TheoryofEverything

By Angelo Muredda

Stephen Hawking falls in love, gets disabled, and becomes the world’s best-selling cosmologist in James Marsh’s mostly undistinguished The Theory of Everything, the sort of cautious, unoffending profile that tends to arrive in swarms this time of year. For what it’s worth, Eddie Redmayne is fine as the young Cambridge scholar with the big grin and the bigger glasses, locating an insouciant charm in Hawking’s lazy doctoral years in the mid-1960s, when he met his first wife (and doctor in medieval Spanish literature in her own right) Jane Wilde and first thought his big thoughts about black holes, just before he was diagnosed with motor neurone disease. It’s the narrative around him, ticking off virtually every biopic box about genius, academia, and illness in breathtaking succession—including, most egregiously, faux-grainy home movies to note elapsed time—that leaves him stranded with little to play but the man’s physical tics and inner nobility.

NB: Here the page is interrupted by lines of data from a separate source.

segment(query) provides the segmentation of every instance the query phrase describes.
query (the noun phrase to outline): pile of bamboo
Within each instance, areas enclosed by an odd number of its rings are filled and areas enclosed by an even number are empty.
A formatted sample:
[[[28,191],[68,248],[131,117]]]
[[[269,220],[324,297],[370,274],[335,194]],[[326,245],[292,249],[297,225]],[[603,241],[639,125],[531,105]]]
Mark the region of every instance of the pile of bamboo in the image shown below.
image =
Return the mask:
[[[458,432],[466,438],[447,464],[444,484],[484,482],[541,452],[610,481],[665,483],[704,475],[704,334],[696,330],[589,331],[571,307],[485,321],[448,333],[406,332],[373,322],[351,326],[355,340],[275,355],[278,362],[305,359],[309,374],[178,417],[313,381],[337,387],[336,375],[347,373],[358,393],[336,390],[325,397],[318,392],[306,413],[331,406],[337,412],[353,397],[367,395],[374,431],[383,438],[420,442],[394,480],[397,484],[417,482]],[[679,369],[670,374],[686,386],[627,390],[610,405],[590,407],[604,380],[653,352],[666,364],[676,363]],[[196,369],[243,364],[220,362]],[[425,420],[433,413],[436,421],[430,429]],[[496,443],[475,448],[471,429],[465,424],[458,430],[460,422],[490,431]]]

Given Marsh’s placid approach, it’s perhaps to the credit of Wilde’s source memoir that the film is as strange as it is about the romantic and sexual mechanics of Stephen and Jane’s relationship. Its digressions into Jane’s special, maybe sexual friendship with a widowed choir leader and Stephen’s growing attachment to his earthier live-in nurse (his second wife, we guess) are odd fodder for a true-love story. For all his formal timidity, Marsh is also on the whole surprisingly progressive about disability, framing Stephen’s technological accoutrements as prosthetic extensions of his person rather than undignified baggage. Too bad, then, about the film’s utterly standard progression, its insistence on tracing Hawking’s ascension to the height of pop science, as if becoming a windbag lecturer on Big Ideas is all a great mind—and his partner—could ask for in life.